Explanation of Responses:

* If the form is filed by more than one reporting person, see Instruction 5(b)(v).
** Intentional misstatements or omissions of facts constitute Federal Criminal Violations. See 18 U.S.C. 1001 and 15 U.S.C. 78ff(a).
(1) These securities are held of record by ROS Acquisition Offshore LP ("ROS Acquisition"). OrbiMed Advisors LLC ("Advisors"), a registered adviser under the Investment Advisors Act of 1940, as amended, is the investment manager of ROS Acquisition. Samuel D. Isaly ("Isaly"), a natural person, is the managing member of, and holder of a controlling interest in, Advisors. Advisors is also the investment manager of Royalty Opportunities S.a r.l., of which ROS Acquisition is a wholly-owned subsidiary. By virtue of such relationships, Advisors and Isaly may be deemed to have voting and investment power with respect to the securities held by ROS Acquisition noted above and as a result may be deemed to have beneficial ownership over such securities.

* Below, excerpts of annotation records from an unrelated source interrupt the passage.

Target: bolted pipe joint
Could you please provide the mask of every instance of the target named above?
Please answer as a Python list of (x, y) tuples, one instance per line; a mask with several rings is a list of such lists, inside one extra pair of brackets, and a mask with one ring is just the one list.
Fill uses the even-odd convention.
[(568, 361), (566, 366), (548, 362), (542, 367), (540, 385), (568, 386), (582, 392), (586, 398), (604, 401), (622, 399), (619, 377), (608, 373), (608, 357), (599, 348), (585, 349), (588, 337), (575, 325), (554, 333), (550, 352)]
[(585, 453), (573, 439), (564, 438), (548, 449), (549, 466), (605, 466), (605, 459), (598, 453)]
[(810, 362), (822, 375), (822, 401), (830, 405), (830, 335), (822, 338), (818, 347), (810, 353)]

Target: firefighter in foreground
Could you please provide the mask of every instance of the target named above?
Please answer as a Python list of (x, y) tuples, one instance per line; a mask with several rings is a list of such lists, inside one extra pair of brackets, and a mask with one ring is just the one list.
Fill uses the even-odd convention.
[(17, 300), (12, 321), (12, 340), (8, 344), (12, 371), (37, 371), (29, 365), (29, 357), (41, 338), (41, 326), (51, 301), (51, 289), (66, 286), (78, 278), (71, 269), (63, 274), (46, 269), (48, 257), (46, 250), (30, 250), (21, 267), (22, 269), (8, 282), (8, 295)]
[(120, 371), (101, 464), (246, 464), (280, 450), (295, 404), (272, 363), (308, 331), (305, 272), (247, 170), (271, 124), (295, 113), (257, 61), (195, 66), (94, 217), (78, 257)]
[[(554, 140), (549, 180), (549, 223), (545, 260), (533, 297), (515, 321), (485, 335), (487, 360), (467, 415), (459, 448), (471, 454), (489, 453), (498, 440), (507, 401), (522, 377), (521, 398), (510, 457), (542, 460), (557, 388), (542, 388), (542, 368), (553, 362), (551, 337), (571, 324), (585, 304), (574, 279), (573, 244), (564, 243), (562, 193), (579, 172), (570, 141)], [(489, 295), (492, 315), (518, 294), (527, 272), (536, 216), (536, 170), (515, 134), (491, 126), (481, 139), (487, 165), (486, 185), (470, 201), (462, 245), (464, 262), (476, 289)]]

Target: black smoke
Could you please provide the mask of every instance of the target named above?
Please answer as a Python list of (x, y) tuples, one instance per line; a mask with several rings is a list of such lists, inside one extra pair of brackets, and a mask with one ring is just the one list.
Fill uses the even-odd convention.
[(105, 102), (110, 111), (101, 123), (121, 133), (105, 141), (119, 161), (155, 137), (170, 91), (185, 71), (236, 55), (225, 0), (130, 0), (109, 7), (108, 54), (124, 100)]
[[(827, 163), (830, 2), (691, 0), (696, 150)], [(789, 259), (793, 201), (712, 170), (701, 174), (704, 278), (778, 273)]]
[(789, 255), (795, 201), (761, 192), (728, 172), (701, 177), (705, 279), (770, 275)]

(2) These securities are held of record by OrbiMed Royalty Opportunities II, LP ("ORO II"). OrbiMed ROF II LLC ("ROF II") is the sole general partner of ORO II, and Advisors is the sole managing member of ROF II. Isaly, a natural person, is the managing member of, and holder of a controlling interest in, Advisors. By virtue of such relationships, Advisors and Isaly may be deemed to have voting and investment power with respect to the securities held by ORO II noted above and as a result may be deemed to have beneficial ownership over such securities.
(3) This report on Form 3 is jointly filed by Advisors and Isaly. Each of the reporting persons disclaims beneficial ownership of the securities reported herein for purposes of Rule 16a-1(a) under the Securities Exchange Act of 1934, as amended (the "Exchange Act"), except to the extent of its or his pecuniary interest therein, if any. This report shall not be deemed an admission that any of the reporting persons is a beneficial owner of such securities for the purposes of Section 16 of the Exchange Act, or for any other purposes.

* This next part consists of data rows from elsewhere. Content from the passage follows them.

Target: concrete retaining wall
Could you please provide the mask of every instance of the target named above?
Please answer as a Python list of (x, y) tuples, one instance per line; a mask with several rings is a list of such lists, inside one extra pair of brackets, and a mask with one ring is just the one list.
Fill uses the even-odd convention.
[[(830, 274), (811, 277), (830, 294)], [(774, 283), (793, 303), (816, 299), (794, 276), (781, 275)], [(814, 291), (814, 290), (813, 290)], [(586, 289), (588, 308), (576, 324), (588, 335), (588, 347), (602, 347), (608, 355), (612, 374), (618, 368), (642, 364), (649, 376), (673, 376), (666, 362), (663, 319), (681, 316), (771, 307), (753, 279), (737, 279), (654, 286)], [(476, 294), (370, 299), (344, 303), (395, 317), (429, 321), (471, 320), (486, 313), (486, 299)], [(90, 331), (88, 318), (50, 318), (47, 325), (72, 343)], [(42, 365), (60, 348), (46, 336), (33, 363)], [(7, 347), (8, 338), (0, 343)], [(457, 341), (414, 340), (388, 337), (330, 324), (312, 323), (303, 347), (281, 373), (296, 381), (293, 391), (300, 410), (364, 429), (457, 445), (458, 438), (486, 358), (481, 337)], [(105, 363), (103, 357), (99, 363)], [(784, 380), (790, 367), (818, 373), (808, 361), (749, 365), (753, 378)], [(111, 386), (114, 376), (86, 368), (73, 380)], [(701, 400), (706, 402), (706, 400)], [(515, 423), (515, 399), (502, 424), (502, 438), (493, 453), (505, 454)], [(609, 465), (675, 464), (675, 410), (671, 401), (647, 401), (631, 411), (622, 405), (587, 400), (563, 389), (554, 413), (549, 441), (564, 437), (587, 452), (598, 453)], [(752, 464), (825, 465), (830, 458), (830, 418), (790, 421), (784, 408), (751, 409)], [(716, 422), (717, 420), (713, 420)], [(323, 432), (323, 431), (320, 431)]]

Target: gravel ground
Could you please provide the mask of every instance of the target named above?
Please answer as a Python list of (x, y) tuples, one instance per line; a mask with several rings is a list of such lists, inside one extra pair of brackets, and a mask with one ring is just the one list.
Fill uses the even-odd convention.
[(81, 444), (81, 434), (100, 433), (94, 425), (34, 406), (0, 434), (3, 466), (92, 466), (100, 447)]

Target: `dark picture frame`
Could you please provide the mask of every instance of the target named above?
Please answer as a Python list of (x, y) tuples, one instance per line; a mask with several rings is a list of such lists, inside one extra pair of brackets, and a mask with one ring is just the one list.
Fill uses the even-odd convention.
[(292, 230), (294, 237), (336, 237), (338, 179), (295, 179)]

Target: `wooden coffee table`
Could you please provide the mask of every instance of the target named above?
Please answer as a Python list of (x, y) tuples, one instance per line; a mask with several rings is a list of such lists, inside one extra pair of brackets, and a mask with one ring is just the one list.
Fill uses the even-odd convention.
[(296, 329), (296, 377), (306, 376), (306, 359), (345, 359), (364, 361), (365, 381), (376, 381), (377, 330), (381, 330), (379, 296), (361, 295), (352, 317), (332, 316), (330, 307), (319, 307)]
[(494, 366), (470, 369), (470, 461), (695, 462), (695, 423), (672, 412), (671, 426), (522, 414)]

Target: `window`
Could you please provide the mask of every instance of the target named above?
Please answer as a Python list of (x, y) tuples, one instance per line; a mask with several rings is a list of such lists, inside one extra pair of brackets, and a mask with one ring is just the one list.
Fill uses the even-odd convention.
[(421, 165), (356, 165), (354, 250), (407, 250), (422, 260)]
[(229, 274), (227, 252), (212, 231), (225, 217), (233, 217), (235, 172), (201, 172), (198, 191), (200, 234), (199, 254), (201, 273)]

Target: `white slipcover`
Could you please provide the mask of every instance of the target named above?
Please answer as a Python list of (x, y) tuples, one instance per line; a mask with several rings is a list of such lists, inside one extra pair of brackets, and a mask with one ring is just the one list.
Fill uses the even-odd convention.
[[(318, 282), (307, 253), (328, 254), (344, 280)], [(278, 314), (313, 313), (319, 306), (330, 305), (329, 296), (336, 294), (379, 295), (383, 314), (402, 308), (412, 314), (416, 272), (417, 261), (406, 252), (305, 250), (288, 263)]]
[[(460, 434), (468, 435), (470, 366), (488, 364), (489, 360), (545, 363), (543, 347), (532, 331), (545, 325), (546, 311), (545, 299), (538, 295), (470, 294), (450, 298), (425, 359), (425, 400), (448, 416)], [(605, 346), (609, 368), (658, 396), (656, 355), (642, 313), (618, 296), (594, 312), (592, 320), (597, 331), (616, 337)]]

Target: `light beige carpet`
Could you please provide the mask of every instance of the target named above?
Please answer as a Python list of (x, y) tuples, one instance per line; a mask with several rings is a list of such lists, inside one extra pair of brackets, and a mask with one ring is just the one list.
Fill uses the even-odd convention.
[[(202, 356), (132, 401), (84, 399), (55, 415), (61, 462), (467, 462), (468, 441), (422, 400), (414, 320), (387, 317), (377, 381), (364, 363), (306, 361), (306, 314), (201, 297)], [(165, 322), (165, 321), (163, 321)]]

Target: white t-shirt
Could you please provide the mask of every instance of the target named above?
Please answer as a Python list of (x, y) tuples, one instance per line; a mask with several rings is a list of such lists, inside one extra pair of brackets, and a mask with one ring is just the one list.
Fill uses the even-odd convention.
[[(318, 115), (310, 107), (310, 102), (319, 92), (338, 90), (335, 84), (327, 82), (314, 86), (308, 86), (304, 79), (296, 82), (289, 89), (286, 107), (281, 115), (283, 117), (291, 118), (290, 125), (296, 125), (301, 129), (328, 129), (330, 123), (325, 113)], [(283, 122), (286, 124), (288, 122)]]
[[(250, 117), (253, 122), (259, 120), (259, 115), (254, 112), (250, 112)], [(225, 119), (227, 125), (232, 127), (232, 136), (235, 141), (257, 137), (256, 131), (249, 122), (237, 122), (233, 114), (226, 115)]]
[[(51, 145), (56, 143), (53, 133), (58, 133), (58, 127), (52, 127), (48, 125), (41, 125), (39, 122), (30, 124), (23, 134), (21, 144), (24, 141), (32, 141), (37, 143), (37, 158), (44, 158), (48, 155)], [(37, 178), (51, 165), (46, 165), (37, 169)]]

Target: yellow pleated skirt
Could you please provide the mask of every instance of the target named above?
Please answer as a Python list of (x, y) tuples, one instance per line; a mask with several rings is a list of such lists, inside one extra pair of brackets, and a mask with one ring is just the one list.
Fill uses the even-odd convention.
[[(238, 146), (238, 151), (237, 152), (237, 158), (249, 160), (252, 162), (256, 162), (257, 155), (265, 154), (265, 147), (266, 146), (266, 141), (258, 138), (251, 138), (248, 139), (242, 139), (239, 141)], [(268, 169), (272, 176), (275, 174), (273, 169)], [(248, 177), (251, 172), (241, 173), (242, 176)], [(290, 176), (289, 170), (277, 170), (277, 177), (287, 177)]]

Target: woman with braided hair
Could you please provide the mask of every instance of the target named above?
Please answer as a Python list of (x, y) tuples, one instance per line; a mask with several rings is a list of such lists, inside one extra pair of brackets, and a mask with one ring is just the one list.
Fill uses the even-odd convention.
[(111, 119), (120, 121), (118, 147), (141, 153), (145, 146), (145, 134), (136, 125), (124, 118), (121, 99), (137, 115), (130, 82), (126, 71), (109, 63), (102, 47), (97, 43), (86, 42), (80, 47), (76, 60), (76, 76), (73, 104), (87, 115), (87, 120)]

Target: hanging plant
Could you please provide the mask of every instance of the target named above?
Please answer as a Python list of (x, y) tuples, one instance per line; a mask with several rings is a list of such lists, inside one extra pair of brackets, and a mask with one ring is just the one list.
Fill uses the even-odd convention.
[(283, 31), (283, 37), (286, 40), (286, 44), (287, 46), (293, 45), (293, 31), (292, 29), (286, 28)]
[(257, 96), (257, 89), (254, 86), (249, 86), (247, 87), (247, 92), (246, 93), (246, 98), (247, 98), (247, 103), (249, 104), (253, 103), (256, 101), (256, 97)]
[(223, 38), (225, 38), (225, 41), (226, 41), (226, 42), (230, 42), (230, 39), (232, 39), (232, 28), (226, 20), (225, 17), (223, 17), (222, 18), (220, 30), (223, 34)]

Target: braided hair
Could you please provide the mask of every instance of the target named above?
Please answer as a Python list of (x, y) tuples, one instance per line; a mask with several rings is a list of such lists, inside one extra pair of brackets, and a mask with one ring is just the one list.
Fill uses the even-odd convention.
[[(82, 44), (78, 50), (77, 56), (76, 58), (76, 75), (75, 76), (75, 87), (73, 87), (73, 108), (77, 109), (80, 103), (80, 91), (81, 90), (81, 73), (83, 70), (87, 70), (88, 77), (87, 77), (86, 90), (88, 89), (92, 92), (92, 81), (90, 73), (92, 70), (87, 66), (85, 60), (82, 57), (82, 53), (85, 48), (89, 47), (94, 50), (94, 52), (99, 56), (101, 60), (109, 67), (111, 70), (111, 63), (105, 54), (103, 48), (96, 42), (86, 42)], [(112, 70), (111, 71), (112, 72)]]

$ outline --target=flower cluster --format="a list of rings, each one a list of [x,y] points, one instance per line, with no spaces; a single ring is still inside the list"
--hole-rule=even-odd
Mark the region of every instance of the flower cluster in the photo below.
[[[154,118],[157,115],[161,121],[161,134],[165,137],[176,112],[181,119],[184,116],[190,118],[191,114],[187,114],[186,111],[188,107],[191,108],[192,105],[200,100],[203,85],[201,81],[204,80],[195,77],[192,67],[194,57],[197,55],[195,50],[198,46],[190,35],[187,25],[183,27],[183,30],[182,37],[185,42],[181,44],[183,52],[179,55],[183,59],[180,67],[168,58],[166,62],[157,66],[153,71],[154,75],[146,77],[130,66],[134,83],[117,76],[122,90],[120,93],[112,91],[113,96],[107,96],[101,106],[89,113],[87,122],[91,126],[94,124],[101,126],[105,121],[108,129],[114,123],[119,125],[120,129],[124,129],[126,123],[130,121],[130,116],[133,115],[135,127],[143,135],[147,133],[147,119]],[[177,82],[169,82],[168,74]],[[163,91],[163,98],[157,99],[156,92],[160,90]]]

(4) These convertible notes (collectively, the "Notes") may be converted into shares of common stock ("Shares") of the Issuer at any time prior to the close of business on the second business day immediately preceding July 15, 2021. However, the Notes will not be convertible to the extent that such conversion would result in the holder of each Note or any of its affiliates being deemed to beneficially own in excess of 9.99% of the then-outstanding Shares.

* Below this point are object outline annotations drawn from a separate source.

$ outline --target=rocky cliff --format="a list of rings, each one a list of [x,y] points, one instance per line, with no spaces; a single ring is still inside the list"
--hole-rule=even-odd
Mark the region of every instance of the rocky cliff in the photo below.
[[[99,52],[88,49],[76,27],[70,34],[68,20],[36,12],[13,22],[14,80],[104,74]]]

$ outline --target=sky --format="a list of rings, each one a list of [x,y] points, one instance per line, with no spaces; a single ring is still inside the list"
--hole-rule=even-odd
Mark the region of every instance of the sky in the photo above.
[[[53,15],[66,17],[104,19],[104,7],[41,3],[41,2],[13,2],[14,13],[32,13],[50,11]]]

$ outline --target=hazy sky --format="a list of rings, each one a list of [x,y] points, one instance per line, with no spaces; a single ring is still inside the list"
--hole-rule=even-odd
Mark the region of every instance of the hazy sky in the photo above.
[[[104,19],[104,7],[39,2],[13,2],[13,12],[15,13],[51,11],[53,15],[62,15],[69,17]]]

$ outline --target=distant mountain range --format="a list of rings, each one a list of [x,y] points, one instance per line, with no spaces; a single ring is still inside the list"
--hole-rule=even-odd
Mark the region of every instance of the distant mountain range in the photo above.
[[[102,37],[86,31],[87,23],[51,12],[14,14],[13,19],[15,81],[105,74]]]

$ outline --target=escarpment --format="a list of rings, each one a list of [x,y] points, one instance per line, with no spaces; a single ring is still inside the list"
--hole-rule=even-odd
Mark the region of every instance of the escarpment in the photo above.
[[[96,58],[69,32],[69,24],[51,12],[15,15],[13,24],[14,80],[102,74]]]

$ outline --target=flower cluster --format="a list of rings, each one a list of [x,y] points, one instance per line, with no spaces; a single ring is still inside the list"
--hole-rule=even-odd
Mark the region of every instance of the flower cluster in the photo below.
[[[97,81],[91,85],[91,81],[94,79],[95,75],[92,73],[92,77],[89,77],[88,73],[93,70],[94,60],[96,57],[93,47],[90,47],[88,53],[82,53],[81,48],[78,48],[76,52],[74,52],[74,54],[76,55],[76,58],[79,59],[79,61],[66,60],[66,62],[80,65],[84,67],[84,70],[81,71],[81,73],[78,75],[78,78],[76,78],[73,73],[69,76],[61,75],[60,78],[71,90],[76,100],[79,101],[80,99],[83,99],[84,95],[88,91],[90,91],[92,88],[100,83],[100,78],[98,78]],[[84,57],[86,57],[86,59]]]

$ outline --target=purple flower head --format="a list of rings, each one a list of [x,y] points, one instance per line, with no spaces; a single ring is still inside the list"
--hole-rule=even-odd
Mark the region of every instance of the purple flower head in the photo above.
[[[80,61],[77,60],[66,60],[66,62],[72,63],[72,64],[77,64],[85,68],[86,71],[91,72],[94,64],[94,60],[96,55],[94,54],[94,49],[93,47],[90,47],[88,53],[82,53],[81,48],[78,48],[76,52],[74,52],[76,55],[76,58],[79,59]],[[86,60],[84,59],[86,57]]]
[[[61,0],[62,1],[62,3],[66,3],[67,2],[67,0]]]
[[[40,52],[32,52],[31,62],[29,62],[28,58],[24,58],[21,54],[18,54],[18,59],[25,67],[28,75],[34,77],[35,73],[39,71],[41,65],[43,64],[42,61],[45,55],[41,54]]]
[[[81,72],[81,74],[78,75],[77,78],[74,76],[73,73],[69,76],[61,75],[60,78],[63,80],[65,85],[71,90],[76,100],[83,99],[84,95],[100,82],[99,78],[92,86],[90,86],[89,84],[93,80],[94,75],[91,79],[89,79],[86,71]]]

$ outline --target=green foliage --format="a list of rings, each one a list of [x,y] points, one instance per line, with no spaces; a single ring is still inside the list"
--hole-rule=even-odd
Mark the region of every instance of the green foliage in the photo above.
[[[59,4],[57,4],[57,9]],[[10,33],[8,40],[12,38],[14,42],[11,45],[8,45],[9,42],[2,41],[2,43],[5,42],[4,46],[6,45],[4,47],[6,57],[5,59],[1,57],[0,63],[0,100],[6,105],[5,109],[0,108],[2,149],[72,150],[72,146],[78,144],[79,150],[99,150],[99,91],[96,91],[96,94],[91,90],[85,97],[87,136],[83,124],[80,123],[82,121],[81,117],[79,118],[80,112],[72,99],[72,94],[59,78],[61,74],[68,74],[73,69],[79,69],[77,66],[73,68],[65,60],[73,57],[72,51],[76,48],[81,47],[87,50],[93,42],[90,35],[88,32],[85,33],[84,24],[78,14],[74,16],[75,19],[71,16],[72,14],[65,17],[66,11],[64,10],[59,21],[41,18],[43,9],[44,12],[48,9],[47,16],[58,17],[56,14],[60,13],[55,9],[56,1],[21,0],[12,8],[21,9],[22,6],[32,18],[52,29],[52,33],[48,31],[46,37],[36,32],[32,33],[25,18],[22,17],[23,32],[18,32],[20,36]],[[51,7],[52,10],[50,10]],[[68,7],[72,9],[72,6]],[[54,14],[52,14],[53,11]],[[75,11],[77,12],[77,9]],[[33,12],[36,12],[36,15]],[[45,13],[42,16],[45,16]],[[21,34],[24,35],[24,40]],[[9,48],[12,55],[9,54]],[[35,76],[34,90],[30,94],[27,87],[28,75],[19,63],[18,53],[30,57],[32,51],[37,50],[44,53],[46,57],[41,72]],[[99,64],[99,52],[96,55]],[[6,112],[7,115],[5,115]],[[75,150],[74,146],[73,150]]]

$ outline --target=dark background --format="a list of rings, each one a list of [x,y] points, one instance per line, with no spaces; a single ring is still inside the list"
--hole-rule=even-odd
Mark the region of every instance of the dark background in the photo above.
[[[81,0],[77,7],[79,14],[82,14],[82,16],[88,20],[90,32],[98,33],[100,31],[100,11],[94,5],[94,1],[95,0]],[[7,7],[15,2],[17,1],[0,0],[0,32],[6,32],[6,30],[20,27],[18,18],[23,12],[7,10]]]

(5) Pursuant to the Restructuring and Exchange Agreement entered into on January 11, 2018 among the Issuer, ORO II, ROS Acquisition and certain other parties, which agreement is filed as an exhibit to the Issuer's Form 8-K filed with the Securities and Exchange Commission on January 12, 2018 (the "Form 8-K"), the Issuer, ORO II and ROS Acquisition have agreed to amend the Notes to clarify that the restriction that prevents any holder or any of its affiliates from effecting a conversion thereof if such conversion would result in the holder or any of its affiliates beneficially owning in excess of 9.99% of the then-outstanding Shares shall not be applicable to the Tier 2 Transaction (as described in the Form 8-K).

Note: File three copies of this Form, one of which must be manually signed. If space is insufficient, See Instruction 6 for procedure.

Potential persons who are to respond to the collection of information contained in this form are not required to respond unless the form displays a currently valid OMB number.